In assessing the eligibility of any applicant for the Voluntary Assisted Return and Reintegration Programme (VARRP) all details are checked on Home Office systems and any duplicate claim made is identified and will be refused. To maintain the integrity of the asylum system, any individual who is found not to be in need of international protection and who does not qualify for leave on another basis is required to leave the United Kingdom. If they have been refused assistance under VARRP and subsequently fail to depart voluntarily, they will face enforced removal.
We are developing procedures to deal with those who might be intending to abuse the system by seeking to return to the United Kingdom under a different identity and then trying to claim asylum again and they include the current capture of visa applicants’ fingerprints that covers 11 countries at present.
The results have shown that the capture of biometrics is helping to counter the return of failed asylum seekers to the UK. The Biometrics Programme in UKvisas, set up in 2005, is however extending the capture of biometrics to all remaining visa-issuing posts from late this summer, with completion aimed around the end of 2007.
As part of the initial asylum process, all asylum applicants are fingerprinted with the exception of those under the age of five.
These prints are stored in the Immigration and Asylum Fingerprint Service (IAFS) database.
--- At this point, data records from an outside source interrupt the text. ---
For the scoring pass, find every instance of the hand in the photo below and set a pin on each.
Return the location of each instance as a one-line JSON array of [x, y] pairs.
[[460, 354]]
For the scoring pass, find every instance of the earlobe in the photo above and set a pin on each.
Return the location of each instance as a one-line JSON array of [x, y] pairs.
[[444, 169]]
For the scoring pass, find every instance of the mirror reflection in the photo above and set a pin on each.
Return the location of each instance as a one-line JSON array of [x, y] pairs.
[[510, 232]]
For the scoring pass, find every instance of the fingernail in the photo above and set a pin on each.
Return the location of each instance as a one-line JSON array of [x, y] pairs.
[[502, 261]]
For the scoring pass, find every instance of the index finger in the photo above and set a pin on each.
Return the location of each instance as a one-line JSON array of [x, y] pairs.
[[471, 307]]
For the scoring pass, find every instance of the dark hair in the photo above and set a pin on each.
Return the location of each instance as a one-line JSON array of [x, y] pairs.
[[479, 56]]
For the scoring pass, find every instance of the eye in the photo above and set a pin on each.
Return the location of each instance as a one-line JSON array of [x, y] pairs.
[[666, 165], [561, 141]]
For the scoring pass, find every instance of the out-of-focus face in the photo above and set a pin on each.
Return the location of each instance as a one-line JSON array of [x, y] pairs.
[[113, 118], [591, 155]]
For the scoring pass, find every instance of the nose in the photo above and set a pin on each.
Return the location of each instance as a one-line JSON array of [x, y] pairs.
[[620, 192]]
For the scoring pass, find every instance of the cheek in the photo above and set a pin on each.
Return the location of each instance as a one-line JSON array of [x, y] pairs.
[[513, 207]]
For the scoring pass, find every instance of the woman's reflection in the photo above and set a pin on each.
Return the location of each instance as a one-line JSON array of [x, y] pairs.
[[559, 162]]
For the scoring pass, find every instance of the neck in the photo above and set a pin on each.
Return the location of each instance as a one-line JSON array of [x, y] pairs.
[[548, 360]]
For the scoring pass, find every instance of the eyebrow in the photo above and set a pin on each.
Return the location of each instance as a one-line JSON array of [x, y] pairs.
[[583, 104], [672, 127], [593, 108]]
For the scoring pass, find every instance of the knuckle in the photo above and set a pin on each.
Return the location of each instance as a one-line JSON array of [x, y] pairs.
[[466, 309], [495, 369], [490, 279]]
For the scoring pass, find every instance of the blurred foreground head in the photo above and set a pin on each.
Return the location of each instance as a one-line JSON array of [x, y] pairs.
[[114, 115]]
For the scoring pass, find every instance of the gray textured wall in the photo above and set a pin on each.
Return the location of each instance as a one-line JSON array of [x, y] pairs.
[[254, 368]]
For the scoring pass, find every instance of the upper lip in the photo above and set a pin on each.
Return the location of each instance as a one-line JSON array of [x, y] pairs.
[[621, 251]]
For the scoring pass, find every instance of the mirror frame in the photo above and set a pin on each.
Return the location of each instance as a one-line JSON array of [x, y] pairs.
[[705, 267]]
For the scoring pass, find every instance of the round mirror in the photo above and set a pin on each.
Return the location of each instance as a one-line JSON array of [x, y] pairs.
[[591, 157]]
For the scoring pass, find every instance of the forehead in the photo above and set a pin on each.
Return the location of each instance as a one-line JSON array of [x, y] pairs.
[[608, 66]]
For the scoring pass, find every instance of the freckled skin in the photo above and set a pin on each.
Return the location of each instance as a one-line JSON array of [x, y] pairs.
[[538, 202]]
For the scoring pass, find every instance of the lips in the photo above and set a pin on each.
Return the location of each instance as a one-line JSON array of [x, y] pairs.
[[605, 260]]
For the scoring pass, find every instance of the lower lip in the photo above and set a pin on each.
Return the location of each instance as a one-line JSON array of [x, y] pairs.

If a failed asylum seeker applies for a new visa, their fingerprints will be taken, (if they are applying in an overseas post where biometrics are currently captured), and checked by the Immigration Fingerprinting Bureau (IFB) against the IAFS database for possible matches in any identity. If an applicant is shown to have previously claimed asylum in a different identity, the two cases are linked on the Home Office system with alias details being listed on both records.
All asylum claims are determined on their individual merits, including any claims made by those who have previously availed themselves of VARRP.